Before asking this question , i will try to be very clear:
Please read bellow:
//#####################################################
function TFreeStack.Pop(var myObject:TObject):boolean;
var node: TSingleLnkNode;
begin
repeat
node := TSingleLnkNode(self.fhead.next);
if node = nil
then
Begin
myObject:=nil;
result:=false;
exit;
End;
{$IFDEF Delphi}
Until CASPointer(pointer(self.fhead.Next), pointer(node),
pointer(node.next));
{$ENDIF}
{$IFDEF FreePascal}
Until self.CritSyncObj.CAS(dword(self.fhead.Next), dword(node),
dword(node.next));
{$ENDIF}
myObject:=node.myObject;
self.freelist.Release(node);
result:=true;
decrementCount;
end;
//###########################################################
The ABA problem may happen since between the line
"node := TSingleLnkNode(self.fhead.next);"
and
"CASPointer(pointer(self.fhead.Next), pointer(node), pointer(node.next));"
Multiple pushes and pops may happen in parallel (on other threads), so, the
'self.fhead.Next' and 'node' pointers may point to the same element
even if node.next are not the same.
So, how to avoid this problem ?
For example, we have to create a 64 bit data filed inside the TFreestack ,
that must be aligned: and that's not a problem: i can use getmem(same as
malloc) and reserve
some memory and try to find an address that is 8 byte aligned.
In this 64bit filled inside the TFreeStack object the following must be
copied
self.fhead.Next and focount(the pop count: the output count) and they will
be
changed inside the DWCAS(with a lock compxchg8b: the 64bit destination
will reside in [ESI]).
But since i have to compare a variable ocount(old ocount: the old pop count)

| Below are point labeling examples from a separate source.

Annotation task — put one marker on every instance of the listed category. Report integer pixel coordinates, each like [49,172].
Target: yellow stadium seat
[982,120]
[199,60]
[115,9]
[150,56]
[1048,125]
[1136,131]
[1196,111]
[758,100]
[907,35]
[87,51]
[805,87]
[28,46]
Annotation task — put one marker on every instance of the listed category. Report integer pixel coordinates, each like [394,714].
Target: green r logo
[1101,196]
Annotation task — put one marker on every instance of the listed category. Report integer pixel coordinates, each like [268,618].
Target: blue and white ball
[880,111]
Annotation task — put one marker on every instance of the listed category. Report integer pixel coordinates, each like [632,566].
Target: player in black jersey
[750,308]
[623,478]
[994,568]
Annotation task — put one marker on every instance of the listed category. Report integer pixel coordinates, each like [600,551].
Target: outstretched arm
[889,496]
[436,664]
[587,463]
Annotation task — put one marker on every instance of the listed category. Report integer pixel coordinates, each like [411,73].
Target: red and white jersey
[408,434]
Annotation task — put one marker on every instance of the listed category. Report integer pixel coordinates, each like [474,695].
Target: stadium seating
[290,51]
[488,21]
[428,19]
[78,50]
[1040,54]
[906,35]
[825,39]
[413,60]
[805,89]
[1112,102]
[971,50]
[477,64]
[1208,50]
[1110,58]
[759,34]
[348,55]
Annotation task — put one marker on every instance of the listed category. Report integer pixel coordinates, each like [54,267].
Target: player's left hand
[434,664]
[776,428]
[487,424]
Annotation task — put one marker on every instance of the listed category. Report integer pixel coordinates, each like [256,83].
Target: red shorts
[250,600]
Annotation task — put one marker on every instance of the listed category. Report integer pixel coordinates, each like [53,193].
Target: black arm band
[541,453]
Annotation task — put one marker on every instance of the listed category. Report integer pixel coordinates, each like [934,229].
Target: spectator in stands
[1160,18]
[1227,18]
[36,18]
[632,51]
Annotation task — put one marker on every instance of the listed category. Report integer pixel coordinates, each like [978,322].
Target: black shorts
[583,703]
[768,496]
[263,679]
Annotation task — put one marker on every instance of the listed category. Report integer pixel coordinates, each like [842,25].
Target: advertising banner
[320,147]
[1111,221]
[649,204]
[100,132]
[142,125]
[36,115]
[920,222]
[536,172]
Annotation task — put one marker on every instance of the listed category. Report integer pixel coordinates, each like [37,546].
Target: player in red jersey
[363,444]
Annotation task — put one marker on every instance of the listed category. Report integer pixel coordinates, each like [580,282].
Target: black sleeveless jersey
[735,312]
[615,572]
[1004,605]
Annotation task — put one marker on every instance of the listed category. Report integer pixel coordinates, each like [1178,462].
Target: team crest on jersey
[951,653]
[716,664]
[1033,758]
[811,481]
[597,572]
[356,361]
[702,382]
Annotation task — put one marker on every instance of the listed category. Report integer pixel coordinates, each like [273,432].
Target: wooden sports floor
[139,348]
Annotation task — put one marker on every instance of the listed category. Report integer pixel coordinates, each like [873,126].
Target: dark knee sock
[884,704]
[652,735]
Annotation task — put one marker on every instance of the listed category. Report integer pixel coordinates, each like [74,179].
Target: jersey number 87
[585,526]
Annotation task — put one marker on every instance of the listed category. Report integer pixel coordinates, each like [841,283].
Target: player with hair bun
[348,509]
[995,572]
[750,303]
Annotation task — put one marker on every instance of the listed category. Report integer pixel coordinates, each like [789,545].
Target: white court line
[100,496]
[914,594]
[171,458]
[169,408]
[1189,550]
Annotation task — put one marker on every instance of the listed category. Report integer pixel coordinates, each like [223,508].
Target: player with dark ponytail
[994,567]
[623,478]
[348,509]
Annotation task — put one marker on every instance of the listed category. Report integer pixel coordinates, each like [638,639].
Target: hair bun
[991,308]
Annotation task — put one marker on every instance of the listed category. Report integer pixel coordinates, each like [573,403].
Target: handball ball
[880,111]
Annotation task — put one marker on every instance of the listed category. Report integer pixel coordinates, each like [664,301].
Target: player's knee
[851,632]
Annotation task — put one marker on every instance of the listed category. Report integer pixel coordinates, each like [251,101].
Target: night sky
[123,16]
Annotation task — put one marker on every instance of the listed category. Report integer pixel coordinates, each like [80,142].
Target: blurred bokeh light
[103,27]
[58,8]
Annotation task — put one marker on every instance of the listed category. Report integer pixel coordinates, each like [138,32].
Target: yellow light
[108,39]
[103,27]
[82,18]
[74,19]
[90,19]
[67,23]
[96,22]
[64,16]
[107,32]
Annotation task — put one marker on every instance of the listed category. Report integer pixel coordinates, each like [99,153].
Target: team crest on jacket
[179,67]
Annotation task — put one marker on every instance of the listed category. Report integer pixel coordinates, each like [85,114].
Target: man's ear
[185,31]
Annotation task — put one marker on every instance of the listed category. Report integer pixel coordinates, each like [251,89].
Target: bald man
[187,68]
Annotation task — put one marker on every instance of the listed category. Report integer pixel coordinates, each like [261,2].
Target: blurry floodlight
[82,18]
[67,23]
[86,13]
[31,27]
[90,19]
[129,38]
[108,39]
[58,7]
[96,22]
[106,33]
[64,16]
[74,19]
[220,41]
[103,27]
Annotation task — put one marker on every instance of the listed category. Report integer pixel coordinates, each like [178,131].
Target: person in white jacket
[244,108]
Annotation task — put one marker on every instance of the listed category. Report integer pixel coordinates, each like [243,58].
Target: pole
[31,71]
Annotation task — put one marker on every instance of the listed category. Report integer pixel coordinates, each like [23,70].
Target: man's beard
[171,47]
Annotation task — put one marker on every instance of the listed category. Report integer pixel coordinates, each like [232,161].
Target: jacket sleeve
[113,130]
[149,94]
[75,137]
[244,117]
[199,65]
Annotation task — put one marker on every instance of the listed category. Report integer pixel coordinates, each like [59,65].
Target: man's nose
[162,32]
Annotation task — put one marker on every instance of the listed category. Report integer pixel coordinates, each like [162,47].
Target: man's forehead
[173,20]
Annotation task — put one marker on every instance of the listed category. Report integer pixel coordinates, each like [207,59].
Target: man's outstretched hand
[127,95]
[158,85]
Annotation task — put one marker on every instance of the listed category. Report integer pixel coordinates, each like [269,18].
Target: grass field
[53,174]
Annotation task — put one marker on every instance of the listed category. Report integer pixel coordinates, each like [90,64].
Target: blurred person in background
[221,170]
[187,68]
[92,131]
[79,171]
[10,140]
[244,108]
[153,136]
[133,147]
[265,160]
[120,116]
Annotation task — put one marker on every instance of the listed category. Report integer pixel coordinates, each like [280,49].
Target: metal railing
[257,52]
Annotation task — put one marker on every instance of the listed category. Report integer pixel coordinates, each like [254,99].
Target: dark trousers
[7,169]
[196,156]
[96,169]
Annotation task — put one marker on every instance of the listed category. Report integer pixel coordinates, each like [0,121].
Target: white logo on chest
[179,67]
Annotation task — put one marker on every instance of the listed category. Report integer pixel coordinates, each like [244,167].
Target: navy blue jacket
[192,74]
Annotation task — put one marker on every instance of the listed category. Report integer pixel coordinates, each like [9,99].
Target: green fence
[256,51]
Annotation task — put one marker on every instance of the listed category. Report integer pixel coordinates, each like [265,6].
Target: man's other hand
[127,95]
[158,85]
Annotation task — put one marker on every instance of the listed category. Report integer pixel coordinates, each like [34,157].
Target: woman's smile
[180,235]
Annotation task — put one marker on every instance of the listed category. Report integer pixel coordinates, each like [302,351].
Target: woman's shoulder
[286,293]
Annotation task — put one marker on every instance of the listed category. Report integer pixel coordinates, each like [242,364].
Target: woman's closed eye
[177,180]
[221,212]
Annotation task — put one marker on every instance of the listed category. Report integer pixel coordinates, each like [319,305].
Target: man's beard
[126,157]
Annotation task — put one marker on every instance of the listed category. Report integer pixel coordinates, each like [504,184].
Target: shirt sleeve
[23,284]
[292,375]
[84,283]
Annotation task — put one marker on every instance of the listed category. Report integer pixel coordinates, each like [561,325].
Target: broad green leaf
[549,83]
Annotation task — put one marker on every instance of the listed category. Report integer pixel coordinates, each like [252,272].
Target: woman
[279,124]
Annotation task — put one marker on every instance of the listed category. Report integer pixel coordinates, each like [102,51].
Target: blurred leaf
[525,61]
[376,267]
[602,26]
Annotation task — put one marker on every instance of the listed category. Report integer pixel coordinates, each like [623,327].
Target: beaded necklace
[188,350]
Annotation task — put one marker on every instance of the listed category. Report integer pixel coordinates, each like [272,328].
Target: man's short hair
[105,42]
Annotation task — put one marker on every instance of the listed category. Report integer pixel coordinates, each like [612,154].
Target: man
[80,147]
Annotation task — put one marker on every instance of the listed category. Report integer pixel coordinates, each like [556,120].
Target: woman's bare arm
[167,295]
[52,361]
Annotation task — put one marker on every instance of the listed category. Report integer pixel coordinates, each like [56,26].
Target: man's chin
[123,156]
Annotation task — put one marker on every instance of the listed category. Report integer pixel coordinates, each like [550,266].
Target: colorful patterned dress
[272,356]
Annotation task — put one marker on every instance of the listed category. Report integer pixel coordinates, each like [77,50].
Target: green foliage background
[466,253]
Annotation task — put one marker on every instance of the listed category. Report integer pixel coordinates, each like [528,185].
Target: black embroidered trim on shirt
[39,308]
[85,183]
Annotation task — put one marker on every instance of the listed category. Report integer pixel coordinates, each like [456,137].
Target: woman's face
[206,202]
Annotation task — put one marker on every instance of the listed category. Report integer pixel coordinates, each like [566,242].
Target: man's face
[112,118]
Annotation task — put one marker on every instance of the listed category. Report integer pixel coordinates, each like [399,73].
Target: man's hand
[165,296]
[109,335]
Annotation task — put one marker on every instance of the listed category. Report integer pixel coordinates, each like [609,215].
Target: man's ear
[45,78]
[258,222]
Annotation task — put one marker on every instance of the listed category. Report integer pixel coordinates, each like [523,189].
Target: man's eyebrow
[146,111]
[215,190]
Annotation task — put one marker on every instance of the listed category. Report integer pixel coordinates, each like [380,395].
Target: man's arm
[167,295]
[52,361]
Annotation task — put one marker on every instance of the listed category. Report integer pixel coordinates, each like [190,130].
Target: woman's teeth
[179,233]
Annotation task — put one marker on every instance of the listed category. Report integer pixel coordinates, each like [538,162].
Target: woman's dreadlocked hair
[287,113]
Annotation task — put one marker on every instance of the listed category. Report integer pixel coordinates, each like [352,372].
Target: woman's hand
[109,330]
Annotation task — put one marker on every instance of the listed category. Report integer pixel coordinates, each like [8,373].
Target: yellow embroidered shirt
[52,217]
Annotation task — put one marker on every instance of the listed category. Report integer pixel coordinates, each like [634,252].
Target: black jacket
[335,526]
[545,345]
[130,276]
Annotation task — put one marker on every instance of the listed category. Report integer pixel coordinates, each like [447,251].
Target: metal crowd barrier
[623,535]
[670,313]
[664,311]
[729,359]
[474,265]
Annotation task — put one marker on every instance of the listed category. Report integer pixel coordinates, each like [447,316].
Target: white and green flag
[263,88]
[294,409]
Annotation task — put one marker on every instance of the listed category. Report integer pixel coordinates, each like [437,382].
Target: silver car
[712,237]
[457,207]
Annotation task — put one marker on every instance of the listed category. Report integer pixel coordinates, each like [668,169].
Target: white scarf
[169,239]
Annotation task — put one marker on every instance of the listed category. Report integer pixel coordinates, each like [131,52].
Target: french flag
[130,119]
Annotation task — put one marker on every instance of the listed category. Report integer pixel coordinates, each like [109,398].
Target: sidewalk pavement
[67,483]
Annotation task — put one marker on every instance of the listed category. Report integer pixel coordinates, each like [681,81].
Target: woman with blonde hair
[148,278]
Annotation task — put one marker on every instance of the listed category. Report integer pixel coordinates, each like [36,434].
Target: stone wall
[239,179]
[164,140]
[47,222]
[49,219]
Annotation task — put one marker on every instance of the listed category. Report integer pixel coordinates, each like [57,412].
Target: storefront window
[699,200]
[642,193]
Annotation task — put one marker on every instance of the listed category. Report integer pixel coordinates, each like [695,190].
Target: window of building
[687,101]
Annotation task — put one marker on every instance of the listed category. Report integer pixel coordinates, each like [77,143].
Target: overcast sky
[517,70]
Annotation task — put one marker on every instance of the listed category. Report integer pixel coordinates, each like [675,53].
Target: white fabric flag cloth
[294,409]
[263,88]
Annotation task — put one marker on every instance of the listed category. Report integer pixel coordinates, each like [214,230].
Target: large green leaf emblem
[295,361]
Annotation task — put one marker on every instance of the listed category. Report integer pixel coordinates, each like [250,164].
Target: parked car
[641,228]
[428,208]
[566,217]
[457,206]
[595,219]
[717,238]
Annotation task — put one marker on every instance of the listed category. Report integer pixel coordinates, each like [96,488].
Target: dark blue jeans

with the self.focount (the new popcount), so , i have to pass the 32bit
address
of the VMT to be able to access self.focount and self.fhead.next inside
the DWCAS , but that's not a problem.
Now, follow me please:
As i said before, those conditions above are necessary but not sufficient,
and i have tried to explain it to Chriss Thomasson like this:
#------------------------------------------------
(1) push esi
push ebx
mov esi, [esp + 16]
mov eax, [esi]
mov edx, [esi + 4]
mov esi, [esp + 20]
mov ebx, [esi]
mov ecx, [esi + 4]
(2)mov esi, [esp + 12]
lock cmpxchg8b qword ptr [esi]
Suppose between (1) and (2) the thread is preempted and another thread
have executed both the Push() and the DWCAS inside , so, self.fhead.Next
will be changed , but since the CAS is not completly atomic , as soon as
the thread will run again it will find itself with the old copy of
"self.fhead.Next",
and it will execute the lock cmpxchg8b qword ptr [esi] on the old copy of
"self.fhead.Next".
#-----------------------------------------------------------------------
So, if the thread is prempted inside the DWCAS and a Push() is executed ,
we have a problem , and self.fhead.Next is not valid, so we have to ATOMICLY
compare the following:
SELF.FHEAD.NEXT
AND
SELF.FOCOUNT (the pop count)
AND
SELF.FICOUNT (the push count)
and that's more than 64 bits , mush more than the COMPXCHG8B can handle.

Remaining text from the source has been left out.